The Liberal Democrats have made halting Brexit their raison d'être. But as public opinion turns, there is no sign they are benefiting. Since the election, Vince Cable's party has yet to exceed single figures in the polls, scoring a lowly 6 per cent in the Opinium survey (down from 7.4 per cent at the election). 

What accounts for this disparity? After their near-extinction in 2015, the Lib Dems remain either toxic or irrelevant to many voters. Labour, by contrast, despite its pro-Brexit stance, has hoovered up Remainers (55 per cent back Jeremy Corbyn's party). 

In some cases, this reflects voters' other priorities. Remainers are prepared to support Labour on account of the party's stances on austerity, housing and education. Corbyn, meanwhile, is a eurosceptic whose internationalism and pro-migration reputation endear him to EU supporters. Other Remainers rewarded Labour MPs who voted against Article 50, rebelling against the leadership's stance. 

But the trend also partly reflects ignorance.

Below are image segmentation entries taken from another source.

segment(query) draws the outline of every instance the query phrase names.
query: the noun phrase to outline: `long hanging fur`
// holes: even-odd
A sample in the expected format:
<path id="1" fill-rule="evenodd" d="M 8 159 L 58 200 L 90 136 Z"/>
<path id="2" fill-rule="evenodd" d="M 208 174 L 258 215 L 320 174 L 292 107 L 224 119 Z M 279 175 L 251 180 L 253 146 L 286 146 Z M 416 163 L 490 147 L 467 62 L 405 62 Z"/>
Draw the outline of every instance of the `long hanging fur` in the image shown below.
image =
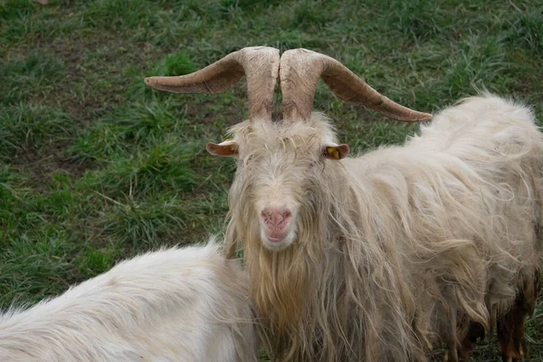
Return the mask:
<path id="1" fill-rule="evenodd" d="M 0 360 L 256 361 L 247 284 L 214 239 L 149 252 L 1 315 Z"/>
<path id="2" fill-rule="evenodd" d="M 520 105 L 469 98 L 405 146 L 341 161 L 321 157 L 335 135 L 319 114 L 233 133 L 226 243 L 275 360 L 426 361 L 462 320 L 494 326 L 541 262 L 543 138 Z M 300 205 L 281 252 L 260 236 L 273 190 Z"/>

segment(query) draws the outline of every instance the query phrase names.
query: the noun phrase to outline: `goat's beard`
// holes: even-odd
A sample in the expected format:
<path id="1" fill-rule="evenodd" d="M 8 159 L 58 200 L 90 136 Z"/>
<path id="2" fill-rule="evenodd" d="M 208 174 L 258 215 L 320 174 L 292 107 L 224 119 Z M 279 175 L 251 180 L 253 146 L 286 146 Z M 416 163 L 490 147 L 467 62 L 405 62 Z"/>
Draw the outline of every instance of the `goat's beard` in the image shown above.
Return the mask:
<path id="1" fill-rule="evenodd" d="M 311 303 L 317 302 L 321 280 L 318 268 L 323 254 L 322 235 L 318 218 L 299 214 L 302 227 L 297 238 L 287 249 L 276 252 L 263 245 L 258 220 L 245 216 L 232 215 L 227 240 L 236 240 L 243 246 L 249 294 L 264 329 L 261 337 L 269 349 L 285 353 L 276 357 L 287 360 L 300 348 L 311 348 L 299 346 L 299 342 L 308 340 L 302 336 L 309 337 L 305 335 L 315 328 L 304 316 Z M 308 325 L 311 326 L 309 330 Z"/>

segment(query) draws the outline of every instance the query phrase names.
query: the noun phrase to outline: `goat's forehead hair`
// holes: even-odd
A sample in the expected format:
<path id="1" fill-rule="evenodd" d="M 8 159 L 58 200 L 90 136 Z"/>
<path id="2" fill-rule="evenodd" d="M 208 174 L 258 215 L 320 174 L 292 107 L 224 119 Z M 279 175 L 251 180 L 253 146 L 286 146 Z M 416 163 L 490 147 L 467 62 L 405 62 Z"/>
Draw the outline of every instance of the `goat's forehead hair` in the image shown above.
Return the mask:
<path id="1" fill-rule="evenodd" d="M 238 142 L 272 143 L 290 138 L 293 142 L 308 141 L 336 141 L 336 132 L 329 118 L 319 112 L 313 112 L 311 119 L 300 122 L 270 122 L 269 120 L 255 119 L 252 122 L 244 120 L 230 128 L 232 134 Z"/>

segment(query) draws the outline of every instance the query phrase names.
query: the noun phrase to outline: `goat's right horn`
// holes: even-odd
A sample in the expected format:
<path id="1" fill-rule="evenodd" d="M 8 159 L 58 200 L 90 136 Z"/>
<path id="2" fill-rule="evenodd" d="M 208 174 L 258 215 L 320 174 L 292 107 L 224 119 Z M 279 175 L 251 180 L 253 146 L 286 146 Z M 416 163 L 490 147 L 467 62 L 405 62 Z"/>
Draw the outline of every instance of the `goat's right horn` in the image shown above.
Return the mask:
<path id="1" fill-rule="evenodd" d="M 247 75 L 250 119 L 272 119 L 273 91 L 279 73 L 279 50 L 265 46 L 248 47 L 191 74 L 149 77 L 145 83 L 172 93 L 221 93 Z"/>
<path id="2" fill-rule="evenodd" d="M 294 49 L 281 57 L 280 80 L 284 119 L 309 119 L 319 78 L 343 100 L 362 104 L 395 119 L 414 122 L 432 115 L 401 106 L 367 85 L 345 65 L 327 55 Z"/>

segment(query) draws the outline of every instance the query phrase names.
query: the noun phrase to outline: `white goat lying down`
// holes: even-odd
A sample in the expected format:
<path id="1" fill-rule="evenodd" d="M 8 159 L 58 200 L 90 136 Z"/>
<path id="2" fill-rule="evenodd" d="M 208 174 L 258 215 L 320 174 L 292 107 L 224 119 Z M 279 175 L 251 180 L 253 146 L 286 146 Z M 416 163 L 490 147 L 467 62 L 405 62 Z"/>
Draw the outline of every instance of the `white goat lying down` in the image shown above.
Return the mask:
<path id="1" fill-rule="evenodd" d="M 0 361 L 256 361 L 247 277 L 212 239 L 161 250 L 0 317 Z"/>
<path id="2" fill-rule="evenodd" d="M 543 243 L 543 138 L 498 97 L 443 110 L 403 147 L 346 157 L 311 113 L 319 78 L 396 119 L 394 103 L 338 62 L 245 48 L 186 76 L 146 83 L 215 93 L 247 75 L 250 119 L 208 144 L 237 159 L 226 242 L 244 249 L 260 333 L 277 360 L 427 361 L 439 340 L 465 360 L 497 324 L 504 360 L 526 353 Z M 283 118 L 272 120 L 280 77 Z"/>

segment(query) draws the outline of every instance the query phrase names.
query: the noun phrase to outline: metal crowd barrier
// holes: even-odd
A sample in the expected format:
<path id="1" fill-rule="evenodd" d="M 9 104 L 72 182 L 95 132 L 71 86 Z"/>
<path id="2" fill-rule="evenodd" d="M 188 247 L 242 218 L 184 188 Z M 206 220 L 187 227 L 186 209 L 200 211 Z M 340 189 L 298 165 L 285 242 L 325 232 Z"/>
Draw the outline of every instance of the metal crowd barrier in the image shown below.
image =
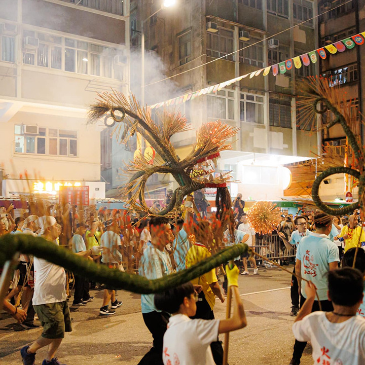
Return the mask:
<path id="1" fill-rule="evenodd" d="M 284 260 L 288 262 L 295 261 L 295 249 L 287 249 L 277 234 L 264 235 L 261 238 L 256 238 L 255 244 L 252 248 L 259 254 L 265 256 L 273 261 L 277 262 L 278 263 Z M 265 266 L 271 266 L 265 261 L 262 263 L 262 259 L 258 256 L 255 259 L 257 262 L 259 261 L 259 263 Z"/>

By saying little on the subject of Brexit, Corbyn and Labour allowed Remainers to assume the best. Though there is little evidence that voters will abandon Corbyn over his EU stance, the potential exists.

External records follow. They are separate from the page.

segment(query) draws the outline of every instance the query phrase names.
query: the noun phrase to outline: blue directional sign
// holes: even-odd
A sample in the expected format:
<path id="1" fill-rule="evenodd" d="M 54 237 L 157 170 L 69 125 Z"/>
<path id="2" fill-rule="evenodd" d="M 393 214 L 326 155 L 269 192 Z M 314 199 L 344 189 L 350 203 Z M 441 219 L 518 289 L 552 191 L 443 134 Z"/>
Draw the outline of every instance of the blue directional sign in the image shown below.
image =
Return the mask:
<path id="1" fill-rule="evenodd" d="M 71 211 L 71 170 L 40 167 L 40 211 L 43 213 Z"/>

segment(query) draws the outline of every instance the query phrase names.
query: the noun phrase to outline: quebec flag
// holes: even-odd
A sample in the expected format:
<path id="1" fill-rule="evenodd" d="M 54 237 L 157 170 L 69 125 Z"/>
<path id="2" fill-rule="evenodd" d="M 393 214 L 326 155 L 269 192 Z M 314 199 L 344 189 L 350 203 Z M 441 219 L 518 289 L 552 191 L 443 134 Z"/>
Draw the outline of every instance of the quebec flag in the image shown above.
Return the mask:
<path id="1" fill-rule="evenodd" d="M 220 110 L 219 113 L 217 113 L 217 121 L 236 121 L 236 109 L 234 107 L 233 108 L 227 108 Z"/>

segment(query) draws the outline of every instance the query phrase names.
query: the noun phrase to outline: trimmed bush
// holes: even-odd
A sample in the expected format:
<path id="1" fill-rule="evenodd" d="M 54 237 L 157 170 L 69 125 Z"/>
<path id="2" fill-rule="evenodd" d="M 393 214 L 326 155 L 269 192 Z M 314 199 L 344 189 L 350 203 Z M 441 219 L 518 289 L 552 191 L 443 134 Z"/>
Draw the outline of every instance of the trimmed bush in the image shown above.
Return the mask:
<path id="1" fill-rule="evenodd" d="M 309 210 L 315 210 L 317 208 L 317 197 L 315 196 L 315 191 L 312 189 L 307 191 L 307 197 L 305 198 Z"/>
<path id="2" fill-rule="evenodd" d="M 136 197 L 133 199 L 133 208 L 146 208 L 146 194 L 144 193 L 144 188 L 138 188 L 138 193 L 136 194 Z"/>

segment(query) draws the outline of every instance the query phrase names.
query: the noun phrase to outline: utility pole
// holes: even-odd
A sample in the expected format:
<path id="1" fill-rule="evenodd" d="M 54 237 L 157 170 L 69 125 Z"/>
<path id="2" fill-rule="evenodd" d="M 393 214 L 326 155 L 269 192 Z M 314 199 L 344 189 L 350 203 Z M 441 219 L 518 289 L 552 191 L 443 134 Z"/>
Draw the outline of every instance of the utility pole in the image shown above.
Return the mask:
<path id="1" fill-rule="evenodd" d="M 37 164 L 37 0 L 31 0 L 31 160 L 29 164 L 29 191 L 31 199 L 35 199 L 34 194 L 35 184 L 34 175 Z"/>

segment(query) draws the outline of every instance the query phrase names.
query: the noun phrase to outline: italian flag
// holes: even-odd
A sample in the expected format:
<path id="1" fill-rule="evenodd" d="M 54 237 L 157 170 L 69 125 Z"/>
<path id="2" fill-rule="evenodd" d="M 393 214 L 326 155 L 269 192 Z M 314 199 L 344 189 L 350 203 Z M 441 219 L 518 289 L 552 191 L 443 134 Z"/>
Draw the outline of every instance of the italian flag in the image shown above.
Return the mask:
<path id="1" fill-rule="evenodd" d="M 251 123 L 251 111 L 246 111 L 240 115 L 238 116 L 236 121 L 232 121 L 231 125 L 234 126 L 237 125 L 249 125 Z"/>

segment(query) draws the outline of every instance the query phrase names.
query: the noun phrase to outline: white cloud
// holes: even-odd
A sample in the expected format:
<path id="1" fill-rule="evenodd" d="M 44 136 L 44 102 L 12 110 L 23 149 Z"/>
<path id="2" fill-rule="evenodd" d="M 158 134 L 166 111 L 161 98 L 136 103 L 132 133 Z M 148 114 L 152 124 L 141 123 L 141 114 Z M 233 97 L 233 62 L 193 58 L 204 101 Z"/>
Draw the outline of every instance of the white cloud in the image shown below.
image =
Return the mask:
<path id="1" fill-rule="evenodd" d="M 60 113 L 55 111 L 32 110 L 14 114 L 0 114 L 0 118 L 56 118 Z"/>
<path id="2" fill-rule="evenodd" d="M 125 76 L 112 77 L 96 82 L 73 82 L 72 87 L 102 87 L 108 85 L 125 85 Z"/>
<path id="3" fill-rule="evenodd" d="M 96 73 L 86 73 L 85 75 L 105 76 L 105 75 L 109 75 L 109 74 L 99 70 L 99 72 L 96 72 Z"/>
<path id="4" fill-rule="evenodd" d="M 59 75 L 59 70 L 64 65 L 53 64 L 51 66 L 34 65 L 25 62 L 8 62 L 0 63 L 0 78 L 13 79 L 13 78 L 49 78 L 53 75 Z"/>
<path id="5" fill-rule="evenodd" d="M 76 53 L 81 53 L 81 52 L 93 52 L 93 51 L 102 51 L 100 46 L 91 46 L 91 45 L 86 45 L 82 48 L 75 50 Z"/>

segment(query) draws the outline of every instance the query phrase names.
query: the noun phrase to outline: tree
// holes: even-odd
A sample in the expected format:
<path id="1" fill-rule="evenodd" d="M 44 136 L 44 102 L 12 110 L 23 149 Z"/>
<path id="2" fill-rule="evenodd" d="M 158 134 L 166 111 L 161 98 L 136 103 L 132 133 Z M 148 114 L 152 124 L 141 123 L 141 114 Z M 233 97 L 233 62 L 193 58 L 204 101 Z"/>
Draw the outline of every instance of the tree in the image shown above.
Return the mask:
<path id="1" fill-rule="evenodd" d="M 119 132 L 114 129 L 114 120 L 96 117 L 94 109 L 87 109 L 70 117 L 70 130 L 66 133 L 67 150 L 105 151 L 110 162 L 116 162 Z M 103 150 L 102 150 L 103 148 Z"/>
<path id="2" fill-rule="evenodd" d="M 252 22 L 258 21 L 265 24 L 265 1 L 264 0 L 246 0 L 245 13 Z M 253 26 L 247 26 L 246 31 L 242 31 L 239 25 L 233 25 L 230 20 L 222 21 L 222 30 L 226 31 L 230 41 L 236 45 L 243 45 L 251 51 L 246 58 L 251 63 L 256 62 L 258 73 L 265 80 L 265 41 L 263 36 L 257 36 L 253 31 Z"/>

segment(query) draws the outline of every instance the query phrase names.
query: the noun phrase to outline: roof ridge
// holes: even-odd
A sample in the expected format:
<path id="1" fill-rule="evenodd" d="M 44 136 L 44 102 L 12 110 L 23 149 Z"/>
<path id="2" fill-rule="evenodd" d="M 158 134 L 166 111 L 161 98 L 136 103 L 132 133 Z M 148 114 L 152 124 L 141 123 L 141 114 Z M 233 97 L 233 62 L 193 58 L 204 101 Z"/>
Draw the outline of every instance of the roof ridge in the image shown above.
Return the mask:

For this reason, the proposal of a new party will continue to recur. By challenging Labour over Brexit, without the toxicity of Lib Dems, it would sharpen the choice before voters. Though it would not win an election, a new party could force Corbyn to soften his stance on Brexit or to offer a second referendum (mirroring Ukip's effect on the Conservatives).

The greatest problem for the project is that it lacks support where it counts: among MPs. For reasons of tribalism and strategy, there is no emergent "Gang of Four" ready to helm a new party. In the absence of a new convulsion, the UK may turn against Brexit without the anti-Brexiteers benefiting. 

George Eaton is political editor of the New Statesman.